Mariupol, “bomb on hospital near Azovstal: 300 under the rubble”

Russian forces reportedly dropped a bomb on a hospital near Azovstal, the Mariupol steel plant where Ukrainian forces are concentrated. This was announced by Ukrainian parliamentarian Sergiy Taruta on Telegram. “According to my information, there are 300 people under the rubble, including children. Defenders and civilians with children were hiding in the still intact part of the hospital because in the destroyed city there is no longer any place to hide”. Read also A huge column of white smoke rises from the steel mill, writes the Guardian, showing the image in a video. Previously, on its social channels, the Security Service of Ukraine (Sbu) had warned: “The occupiers want to raze the Azovstal plant in Mariupol, where our fighters are defending themselves.” The Security Service leaked the wiretapping of a telephone conversation from a Russian soldier, who spoke of the Moscow military leadership’s decision to drop three-ton bombs on besieged Mariupol. “The occupiers – underlined the Sbu – are not even discouraged by the fact that civilians have taken refuge in the plant”. The Russian Defense Ministry had again asked the Ukrainian “nationalists” barricaded in the steel plant to surrender, in order to “save their lives”. “All those who lay down their arms will be guaranteed their life”, said the Ministry of Defense, inviting the Ukrainian troops to withdraw from the steel plant between 14 and 16 hours in Moscow, between 13 and 15 in Italy, “without exceptions, without weapons and without ammunition “.

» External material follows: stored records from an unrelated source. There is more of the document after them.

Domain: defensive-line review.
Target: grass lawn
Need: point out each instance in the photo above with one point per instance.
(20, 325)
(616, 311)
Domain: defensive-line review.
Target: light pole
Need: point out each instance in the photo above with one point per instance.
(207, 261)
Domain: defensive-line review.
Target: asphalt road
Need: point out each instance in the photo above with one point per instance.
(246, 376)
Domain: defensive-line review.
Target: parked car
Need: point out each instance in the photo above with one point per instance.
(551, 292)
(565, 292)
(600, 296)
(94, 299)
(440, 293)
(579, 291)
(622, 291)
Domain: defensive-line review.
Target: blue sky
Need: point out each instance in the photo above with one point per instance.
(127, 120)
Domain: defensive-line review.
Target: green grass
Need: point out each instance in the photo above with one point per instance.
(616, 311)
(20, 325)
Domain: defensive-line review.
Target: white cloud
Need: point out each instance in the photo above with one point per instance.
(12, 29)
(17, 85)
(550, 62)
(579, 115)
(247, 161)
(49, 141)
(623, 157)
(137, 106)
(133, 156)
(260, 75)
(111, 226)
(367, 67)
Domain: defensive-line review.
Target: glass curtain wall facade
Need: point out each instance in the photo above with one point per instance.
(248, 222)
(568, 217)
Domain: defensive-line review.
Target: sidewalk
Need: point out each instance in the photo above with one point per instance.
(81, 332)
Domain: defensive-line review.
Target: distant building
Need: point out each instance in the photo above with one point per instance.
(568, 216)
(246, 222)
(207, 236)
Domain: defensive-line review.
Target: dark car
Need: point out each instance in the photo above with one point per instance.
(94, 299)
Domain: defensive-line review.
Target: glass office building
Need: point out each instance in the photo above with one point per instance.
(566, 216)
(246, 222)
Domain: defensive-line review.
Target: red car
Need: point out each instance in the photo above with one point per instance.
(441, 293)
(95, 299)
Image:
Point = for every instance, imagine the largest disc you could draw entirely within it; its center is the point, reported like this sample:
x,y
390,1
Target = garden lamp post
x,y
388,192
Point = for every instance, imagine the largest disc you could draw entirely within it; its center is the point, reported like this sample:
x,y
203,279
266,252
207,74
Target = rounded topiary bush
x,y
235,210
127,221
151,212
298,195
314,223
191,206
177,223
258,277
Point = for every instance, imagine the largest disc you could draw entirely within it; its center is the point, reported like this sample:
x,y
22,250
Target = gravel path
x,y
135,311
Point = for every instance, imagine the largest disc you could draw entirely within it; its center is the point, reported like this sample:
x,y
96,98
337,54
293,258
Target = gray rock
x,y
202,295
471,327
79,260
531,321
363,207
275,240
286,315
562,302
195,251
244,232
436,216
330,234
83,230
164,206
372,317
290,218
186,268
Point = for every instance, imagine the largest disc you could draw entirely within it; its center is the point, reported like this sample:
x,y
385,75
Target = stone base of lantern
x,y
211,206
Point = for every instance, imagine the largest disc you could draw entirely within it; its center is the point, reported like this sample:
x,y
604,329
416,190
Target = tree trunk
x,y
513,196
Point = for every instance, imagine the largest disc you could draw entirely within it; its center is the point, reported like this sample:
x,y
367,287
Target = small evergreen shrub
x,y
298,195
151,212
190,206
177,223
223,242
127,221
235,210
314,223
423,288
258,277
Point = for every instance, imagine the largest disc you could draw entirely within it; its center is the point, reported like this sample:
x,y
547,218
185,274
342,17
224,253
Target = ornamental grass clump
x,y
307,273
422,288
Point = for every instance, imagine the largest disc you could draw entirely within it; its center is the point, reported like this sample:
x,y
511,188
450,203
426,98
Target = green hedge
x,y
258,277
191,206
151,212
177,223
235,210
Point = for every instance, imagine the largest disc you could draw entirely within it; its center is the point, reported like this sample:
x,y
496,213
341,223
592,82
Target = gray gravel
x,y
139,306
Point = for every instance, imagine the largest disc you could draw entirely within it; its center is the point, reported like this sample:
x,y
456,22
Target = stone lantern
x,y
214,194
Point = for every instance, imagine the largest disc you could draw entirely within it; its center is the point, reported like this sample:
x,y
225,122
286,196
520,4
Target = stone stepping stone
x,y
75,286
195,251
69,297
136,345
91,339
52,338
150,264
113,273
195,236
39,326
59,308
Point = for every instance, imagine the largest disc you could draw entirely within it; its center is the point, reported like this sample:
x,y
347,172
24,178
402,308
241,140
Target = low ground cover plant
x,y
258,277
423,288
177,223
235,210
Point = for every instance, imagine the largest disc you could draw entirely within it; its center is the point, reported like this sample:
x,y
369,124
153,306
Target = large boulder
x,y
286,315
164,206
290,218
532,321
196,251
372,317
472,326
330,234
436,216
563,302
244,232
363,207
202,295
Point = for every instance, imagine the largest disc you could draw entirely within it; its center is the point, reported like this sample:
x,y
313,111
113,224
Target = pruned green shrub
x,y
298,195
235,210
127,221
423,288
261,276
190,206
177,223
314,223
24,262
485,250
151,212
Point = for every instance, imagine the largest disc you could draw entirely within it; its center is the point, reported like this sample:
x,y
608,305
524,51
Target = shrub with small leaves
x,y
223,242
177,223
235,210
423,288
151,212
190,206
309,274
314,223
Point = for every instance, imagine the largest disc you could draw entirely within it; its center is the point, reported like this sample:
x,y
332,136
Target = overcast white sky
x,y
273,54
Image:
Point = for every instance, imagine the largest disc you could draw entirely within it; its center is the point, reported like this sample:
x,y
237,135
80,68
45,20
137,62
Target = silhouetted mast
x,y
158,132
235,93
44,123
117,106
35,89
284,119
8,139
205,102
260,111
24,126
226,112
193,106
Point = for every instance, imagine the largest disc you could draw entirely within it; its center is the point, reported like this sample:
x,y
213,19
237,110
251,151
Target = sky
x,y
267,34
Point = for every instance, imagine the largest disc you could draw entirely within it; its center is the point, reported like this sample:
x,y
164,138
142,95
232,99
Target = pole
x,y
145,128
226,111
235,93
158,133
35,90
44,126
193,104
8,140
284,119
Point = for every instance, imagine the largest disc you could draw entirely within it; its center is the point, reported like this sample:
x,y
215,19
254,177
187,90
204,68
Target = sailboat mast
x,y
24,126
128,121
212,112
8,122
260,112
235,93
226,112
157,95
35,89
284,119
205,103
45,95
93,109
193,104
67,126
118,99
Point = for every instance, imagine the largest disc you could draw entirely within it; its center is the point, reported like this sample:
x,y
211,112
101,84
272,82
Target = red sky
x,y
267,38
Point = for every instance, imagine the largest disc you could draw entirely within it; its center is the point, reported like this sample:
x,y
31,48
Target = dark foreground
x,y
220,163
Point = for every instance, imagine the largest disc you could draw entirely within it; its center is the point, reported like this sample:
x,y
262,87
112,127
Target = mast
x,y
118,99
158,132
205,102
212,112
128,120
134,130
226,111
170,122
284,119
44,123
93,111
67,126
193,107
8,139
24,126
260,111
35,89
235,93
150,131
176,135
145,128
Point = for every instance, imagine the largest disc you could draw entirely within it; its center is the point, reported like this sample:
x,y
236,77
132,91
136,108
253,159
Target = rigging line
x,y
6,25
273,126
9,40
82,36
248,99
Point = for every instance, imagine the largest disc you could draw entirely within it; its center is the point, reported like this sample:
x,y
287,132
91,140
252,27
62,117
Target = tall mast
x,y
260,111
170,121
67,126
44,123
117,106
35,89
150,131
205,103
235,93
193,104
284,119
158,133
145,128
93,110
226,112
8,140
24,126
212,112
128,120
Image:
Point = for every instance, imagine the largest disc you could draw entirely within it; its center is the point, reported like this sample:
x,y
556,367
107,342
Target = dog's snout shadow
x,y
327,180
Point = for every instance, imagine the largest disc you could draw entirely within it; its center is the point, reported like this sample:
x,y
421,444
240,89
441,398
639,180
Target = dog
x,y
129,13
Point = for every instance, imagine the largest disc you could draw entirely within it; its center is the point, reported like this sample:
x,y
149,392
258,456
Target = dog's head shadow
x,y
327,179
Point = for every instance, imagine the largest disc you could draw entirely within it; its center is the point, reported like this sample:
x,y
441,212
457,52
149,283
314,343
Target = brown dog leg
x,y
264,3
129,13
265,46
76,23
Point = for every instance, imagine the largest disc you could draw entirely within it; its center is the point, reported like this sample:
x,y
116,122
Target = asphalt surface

The Russian government today announced the opening of three humanitarian corridors to evacuate the steel plant. In a note published on its web page, the Moscow Defense Ministry explained that the decision was taken “in the face of the catastrophic situation” in the steel plant and “following purely humanitarian principles”. The ministry explained that each of the convoys will consist of 30 buses and vehicles and ten ambulances and asked the government in Kiev to “show prudence and give appropriate instructions to the militiamen to put an end to the resistance”.